O secretário-geral das Nações Unidas, Kofi Annan, que iniciou ontem por Brasília visita oficial a países da América do Sul, disse que há desigualdades sociais ‘dolorosas’ no Brasil, apesar do salto extraordinário desde o Plano Real. ‘‘As favelas que vi no Rio poderiam estar em outro país’’, disse Annan em aula proferida aos alunos do Instituto Rio Branco, no Palácio Itamarati. Kofi Annan chegou a comparar algumas cidades nordestinas a áreas mais pobres da África. Mesmo assim, o secretário-geral da ONU afirmou estar confiante na determinação do governo brasileiro em acabar com essa desigualdade e garantiu a parceria das Nações Unidas no caminho do desenvolvimento e da justiça social.

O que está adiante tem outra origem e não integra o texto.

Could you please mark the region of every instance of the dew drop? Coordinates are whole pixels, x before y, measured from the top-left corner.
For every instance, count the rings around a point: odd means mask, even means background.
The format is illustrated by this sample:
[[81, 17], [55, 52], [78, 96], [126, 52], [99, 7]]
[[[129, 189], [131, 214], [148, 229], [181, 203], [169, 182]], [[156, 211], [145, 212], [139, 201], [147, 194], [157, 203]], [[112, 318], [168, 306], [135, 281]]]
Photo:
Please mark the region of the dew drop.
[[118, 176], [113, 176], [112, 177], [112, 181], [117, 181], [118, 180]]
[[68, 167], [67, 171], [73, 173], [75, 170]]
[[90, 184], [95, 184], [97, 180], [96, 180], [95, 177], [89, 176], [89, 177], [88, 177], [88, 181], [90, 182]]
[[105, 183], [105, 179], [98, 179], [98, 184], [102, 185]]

Preocupações sociais à parte, a impressão que se tem é a de que o secretário-geral da ONU está tentando encontrar solução para uma questão muito mais séria no âmbito da Organização mundial: ocorre que estão em andamento gestões destinadas a ampliar o número de membros permanentes do Conselho de Segurança, o principal órgão da ONU, e tanto Brasil quanto Argentina se colocam como candidatos ao lugar como representantes da América Latina. O embaixador argentino ante as Nações Unidas, Fernando Petrella, declarou em Nova York que, durante a estada de Annan, não se tratará do tema porque ‘‘nada tem a ver’’ com a visita do secretário geral. No entanto, afirmou que não podia ter certeza de o assunto vir a ser abordado se Annan se referisse a ele ou expressasse seu interesse em conhecer o curso das negociações envolvendo Brasil e Argentina. Um porta-voz do departamento das Nações Unidas em Buenos Aires disse, por sua vez, que, de fato, a questão aparece como um dos principais temas a ser tratados pelo visitante com seus interlocutores argentinos. Petrella explicou que as posições sustentadas pela Argentina e Brasil ‘‘estão sendo discutidas nos grupos de trabalho’’ e afirmou que ‘‘é preciso compreender a necessidade de democratizar o Conselho’’.
Por seu turno, o próprio secretário-geral da ONU afirmou que o consenso entre os países-membros do Conselho de Segurança das Nações Unidas é de que ele precisa mudar, pois reflete o mundo de 1945, não o de hoje. ‘‘O Conselho deve estar em sintonia com a realidade política e econômica de nossos dias’’, defendeu Annan, sem entrar, entretanto, na questão do pleito de brasileiros e argentinos, no sentido de se outorgar a um ou outro país uma das novas vagas permanentes no CS.
É indiscutível que a ONU deve mudar. Vem cumprindo seu papel, apesar de todos os percalços, desde o final da 2ª Guerra. Afinal, surgiu no curso daquele conflito como uma proposta para garantir que as divergências entre os povos passariam a ser resolvidas por via diplomática, pelo entendimento. Meio século passado, terminada a guerra fria, estabelecida uma nova realidade mundial, é certo que o organismo precisa se modificar. A questão a discutir é o tipo de mudança que se projeta, diante mesmo desta questiúncula regional sobre a representação no Conselho de Segurança. Aumentar o número de membros permanentes do órgão, dar a outros países o poder de veto (que apenas serviu para evitar que os choques de interesses entre o Ocidente e a União Soviética acabassem com um organismo frágil, como o era a ONU), não são as mudanças efetivas que o organismo exige. Importa menos se Brasil ou Argentina se tornarão membros do Conselho de Segurança, mas se a ONU conseguirá, neste final de século, tornar-se o que foi sonhado nos primórdios do organismo, o grande parlamento em que o mundo resolva, sem sangue, sem guerras, todas as suas pendências.